In 1984, 18 U.S.C. § 1344 was passed under the Comprehensive Crime Control Act to enable the prosecution of fraud crimes committed against financial institutions that are controlled, created, or insured by the federal government. Bank fraud is defined as a crime that one executes or endeavors to execute “knowingly.” Furthermore, bank fraud is “a scheme or artifice to defraud a financial institution, or to obtain property owned by or under the control of a financial institution, by means of false or fraudulent pretenses, representations, or promises." (BLACK'S LAW DICTIONARY 685, 8th ed. 2005).

18 U.S.C. § 1344 (2005)

The Crime
Unlike the statutes for wire fraud or mail fraud, section 1344 is quite straight forward. Under this statute, it is a crime for a person to "knowingly" execute, or attempt to execute, a scheme or artifice

  • to defraud a financial institution; 18 U.S.C. § 1344(1) (2005), or
  • to obtain any of the moneys, funds, credits, assets, securities, or other property owned by, or under the custody or control of, a financial institution, by means of false or fraudulent pretenses, representations, or promises; id. § 1344 (2005).

The Punishment
The punishment for a violation of section 1344 is

  • a fine of not more than $ 1,000,000,
  • imprisonment for not more than 30 years,
  • or both. Id. § 1344 (2005).

Case Law Interpreting Section 1344
Congress intended section 1344 to have more limited reach than its wire fraud and mail fraud brethren. "An examination of the Congressional history of the statute reveals that Congress enacted the statute for the purpose of protecting financial institutions from the perpetration of fraud on them, leaving to the states the traditional prosecution of crimes of larceny, embezzlement and fraudulent conversions." United States v. Thomas, 315 F.3d 190, 196 (3d Cir. 2002). Therefore, state-chartered, non-federally-insured branches of foreign banks would not fall under the purview of section 1344 since its principal oversight comes from the state, not federal regulatory systems. United States v. Lewis, 67 F.3d 225, 231-32 (9th Cir. 1995).
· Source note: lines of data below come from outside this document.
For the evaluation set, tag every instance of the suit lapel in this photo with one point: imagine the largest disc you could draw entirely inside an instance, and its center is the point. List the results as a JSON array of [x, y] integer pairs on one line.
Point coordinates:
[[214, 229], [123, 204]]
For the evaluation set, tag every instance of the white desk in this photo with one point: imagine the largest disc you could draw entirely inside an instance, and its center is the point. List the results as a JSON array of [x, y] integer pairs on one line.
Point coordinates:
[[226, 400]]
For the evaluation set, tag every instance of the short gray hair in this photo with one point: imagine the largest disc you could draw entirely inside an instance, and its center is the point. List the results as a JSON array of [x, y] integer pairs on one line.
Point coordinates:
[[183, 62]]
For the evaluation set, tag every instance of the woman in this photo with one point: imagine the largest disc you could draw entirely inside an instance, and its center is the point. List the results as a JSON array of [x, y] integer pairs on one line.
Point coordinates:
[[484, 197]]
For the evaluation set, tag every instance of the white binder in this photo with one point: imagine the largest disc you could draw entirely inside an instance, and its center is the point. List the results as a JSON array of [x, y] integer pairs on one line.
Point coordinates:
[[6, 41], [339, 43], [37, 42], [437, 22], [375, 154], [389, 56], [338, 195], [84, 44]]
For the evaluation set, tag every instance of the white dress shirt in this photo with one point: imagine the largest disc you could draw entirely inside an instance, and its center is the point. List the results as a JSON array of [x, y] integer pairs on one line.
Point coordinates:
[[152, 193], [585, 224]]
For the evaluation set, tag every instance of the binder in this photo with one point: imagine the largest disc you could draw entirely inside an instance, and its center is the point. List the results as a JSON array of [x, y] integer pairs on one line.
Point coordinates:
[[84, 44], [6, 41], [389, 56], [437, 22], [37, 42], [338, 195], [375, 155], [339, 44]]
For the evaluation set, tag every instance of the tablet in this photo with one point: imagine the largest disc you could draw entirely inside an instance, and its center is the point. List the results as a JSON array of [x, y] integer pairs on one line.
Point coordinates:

In Thomas, supra, the court determined that a "scheme to defraud" is measured "by determining whether the scheme demonstrated a departure from fundamental honesty, moral uprightness, or fair play and candid dealings in the general life of the community." Id. Furthermore, each execution of a scheme to defraud is a "unit" for an offense under section 1344, not each particular act done in furtherance of the scheme. United States v. De La Mata, 266 F.3d 1275, 1287 (11th Cir. 2001). Therefore, the decision of whether a particular transaction is an execution of a scheme or merely a component of a scheme depends on several factors. Id. at 1288. These factors include the ultimate goal of the scheme, the nature of the scheme, the benefits intended under the scheme, the interdependence of acts committed under the scheme, and the number of parties involved. Id.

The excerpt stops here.